Taiwan’s new independence-leaning president Tsai Ing-wen treaded carefully around the thorny issue of relations with China in her inaugural address yesterday, emphasizing the importance of two decades of growing exchanges without mentioning the one-China principle fundamental to Beijing.
Ms Tsai said in her speech that she respected the “joint acknowledgements and understandings” reached between the sides at a landmark 1992 meeting seen by China as underpinning all subsequent contacts and agreements.
However, she made no explicit mention of the concept that Taiwan is a part of China. Beijing claims the self-governing island as its own territory and says failing to endorse the one-China principle would destabilise relations.

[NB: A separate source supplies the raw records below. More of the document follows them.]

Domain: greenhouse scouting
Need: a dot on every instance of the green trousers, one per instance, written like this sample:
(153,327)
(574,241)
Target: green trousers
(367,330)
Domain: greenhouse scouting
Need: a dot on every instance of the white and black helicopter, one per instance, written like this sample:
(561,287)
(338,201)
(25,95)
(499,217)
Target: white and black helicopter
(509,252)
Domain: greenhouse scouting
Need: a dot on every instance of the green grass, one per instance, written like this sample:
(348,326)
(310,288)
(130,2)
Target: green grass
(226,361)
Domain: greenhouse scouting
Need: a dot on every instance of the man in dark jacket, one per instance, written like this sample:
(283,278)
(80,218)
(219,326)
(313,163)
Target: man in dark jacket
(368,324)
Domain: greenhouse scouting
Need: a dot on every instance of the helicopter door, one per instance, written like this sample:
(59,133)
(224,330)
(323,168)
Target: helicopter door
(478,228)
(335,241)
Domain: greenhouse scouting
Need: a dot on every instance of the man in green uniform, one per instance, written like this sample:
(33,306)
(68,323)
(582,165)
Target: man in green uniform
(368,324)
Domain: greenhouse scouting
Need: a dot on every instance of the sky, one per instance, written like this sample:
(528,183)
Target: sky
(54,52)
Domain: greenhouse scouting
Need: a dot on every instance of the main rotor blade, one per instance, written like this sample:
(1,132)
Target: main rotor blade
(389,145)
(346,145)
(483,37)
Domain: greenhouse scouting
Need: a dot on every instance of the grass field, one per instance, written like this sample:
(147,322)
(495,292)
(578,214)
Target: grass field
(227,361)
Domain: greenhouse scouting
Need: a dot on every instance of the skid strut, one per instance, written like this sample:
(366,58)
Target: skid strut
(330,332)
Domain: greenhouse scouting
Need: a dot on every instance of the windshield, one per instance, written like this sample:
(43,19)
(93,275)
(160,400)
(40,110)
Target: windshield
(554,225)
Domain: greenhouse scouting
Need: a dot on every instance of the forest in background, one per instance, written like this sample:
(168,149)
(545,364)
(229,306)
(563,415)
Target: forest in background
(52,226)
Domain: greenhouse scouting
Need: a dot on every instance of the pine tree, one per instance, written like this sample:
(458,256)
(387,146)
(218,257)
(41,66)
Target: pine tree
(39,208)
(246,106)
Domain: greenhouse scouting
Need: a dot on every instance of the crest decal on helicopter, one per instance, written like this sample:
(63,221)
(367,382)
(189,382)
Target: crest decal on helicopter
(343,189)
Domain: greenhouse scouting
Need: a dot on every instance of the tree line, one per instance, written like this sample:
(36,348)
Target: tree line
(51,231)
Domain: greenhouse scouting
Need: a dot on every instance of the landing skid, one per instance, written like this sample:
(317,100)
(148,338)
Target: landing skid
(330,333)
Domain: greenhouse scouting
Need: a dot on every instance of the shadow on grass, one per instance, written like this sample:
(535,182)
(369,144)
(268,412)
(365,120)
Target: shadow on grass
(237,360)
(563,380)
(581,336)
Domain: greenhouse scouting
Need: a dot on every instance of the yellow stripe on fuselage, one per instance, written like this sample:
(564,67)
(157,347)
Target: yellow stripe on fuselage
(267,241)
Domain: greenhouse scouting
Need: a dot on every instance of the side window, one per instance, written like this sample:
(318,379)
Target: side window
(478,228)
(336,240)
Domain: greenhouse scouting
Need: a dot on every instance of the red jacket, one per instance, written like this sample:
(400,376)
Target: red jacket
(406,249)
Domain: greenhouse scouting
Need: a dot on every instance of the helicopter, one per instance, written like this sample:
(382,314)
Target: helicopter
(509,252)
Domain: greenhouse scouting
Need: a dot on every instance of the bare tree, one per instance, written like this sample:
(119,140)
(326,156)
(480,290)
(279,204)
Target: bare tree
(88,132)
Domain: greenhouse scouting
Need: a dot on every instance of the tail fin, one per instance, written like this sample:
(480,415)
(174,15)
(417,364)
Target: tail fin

In Beijing, the Cabinet’s Taiwan Affairs Office issued a statement noting Ms Tsai’s reference to the 1992 meeting, but saying she had taken an “ambiguous stance” over the nature of the relationship between the sides.
Her failure to explicitly endorse what China calls the “’92 consensus” embodying the principle of one-China, or to offer a “specific proposal to ensure the peaceful and stable development of relations between the sides” had left the question unanswered, the office said.
The statement, issued about five hours after Ms Tsai’s speech, also reaffirmed China’s rigid opposition to Taiwan’s formal independence, stating that: “Today, our determination to protect national sovereignty and territorial integrity is unshaken, our capability is strengthened and we will resolutely contain any `Taiwan independence’ separatist acts or plots in whatever form they take.”
In her address, Ms Tsai called for Taipei and Beijing to “set aside the baggage of history, and engage in positive dialogue, for the benefit of the people on both sides.”
She said her administration would “work to maintain peace and stability” in relations between the sides. However, she added that Taiwan’s democratic system and the will of its 23 million people must be respected in the course of cross-strait dialogue.